The Core curriculum is part of the general education program. Dr. Nancy Shankle, assistant provost for general education, said while not a lot of changes are being made to the general education program, several adjustments have been made to Core.
Shankle said as the curriculum and assessment reviews from last year were appraised, administration realized they had some things out of order in the curriculum.
In the past, freshmen would take Cornerstone during their fall semester, where they would write a research paper. However, they would usually take English 112, the class that would teach them the skills of writing a research paper, during the spring semester.
Instead of writing a research paper before receiving instruction about writing a college research paper, Cornerstone students are now being assigned to create an annotated bibliography of sources they could use to answer a research question. English 112 is now a prerequisite for the second Core course, in which students will be required to write a research paper.
Shankle said administration added more spotlight speakers and revisions to the Core class curriculum.
“Every year, teachers will revise their curriculum to see what’s working, what needs to be sharpened,” she said. “We’ve sharpened some of the assignments there, and we’re providing more resources for teachers, and the teachers are working together to prepare notes. So that’s all behind the scenes.”
Shankle said these changes were introduced to help the teachers, because many faculty members are teaching Cornerstone for the first time this year. More than 30 sections of Cornerstone are being offered this semester.
In the Core curriculum, Shankle said the faculty voted to go from 12 hours of Core to six hours of Core, plus a class that is labeled as a Bible course.
“It has the Bible prefix, but it is an integrative, team-taught experience,” she said.
In the combined Bible and Core class, called BCOR, there will be a Bible professor and a non-Bible professor team teaching. Dr. Shankle said the theme for that class is “God and the Good Life.”
“It’s talking about what kind of theological perspectives we can draw on as we make choices about our calling, our lives and how we can have a better understanding of biblical perspectives on all of the areas of our lives,” Shankle said.
Shankle also said “Identity and Community” is being offered this semester as a special topic. The class combines what was two three-hour courses into one.
She said BCOR and “Identity and Community” are under development and are being taught in pilot sections this semester. “Identity and Community” has gone through council and has been approved, but BCOR has yet to go through council. Shankle said the class will be developed significantly to take to council later this semester so it can be included in the catalog for the spring semester.
She said one of the biggest changes has to do with the connection to Pursuit, the Quality Enhancement Plan on information, literacy and research. The QEP is part of the university’s requirement to enhance the students learning experiences.
Dr. Phyllis Bolin, director of Pursuit, said they needed to plan an initiative that would benefit students, so a committee decided the topic would be “Research Literacy.”

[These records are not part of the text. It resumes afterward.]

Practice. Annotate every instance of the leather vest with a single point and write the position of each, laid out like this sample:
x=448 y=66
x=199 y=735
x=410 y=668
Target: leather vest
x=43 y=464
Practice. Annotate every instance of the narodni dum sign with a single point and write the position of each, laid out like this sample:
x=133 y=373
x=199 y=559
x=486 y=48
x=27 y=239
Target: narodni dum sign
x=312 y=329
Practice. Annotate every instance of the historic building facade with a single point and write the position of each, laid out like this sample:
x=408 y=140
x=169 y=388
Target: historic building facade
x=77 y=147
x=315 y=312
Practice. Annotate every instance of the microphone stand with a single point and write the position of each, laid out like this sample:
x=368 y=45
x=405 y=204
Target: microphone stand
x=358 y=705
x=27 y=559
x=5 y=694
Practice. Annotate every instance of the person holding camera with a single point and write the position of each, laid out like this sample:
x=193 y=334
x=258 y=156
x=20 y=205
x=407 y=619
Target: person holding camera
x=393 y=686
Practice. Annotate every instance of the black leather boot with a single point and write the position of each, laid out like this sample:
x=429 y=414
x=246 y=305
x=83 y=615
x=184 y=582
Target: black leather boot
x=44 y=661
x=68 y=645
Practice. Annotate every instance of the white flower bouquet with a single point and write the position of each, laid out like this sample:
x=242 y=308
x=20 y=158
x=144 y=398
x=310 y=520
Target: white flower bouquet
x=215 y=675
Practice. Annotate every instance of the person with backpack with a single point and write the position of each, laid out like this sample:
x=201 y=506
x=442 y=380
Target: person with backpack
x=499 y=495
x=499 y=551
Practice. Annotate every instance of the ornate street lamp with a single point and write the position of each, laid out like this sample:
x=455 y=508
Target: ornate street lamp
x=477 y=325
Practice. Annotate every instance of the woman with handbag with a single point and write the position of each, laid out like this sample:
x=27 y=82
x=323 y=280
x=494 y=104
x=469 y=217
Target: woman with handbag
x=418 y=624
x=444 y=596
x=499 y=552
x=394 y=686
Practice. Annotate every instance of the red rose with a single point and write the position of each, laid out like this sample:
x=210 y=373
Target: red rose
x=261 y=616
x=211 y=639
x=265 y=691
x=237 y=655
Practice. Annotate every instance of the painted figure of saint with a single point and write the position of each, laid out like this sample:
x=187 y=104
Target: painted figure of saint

“We developed that topic into various components that will enhance a students ability to do research, then try to find ways to fund research activities for students with faculty and fund students opportunities to go and present their research at conferences,” Bolin said.
Dr. Bolin said because Core was coming out about the same time as Pursuit was being developed, they tried to house parts of Pursuit within the Core.
“We felt like we wanted to reach out to all students, instead of just a select few. So we started with looking at things in Cornerstone, and then kind of built from there,” Dr. Bolin said, “There are pieces of our initiative within each Cornerstone class, and within Core 210 and the new BCOR class we will end up having ways for students to work at learning research skills.”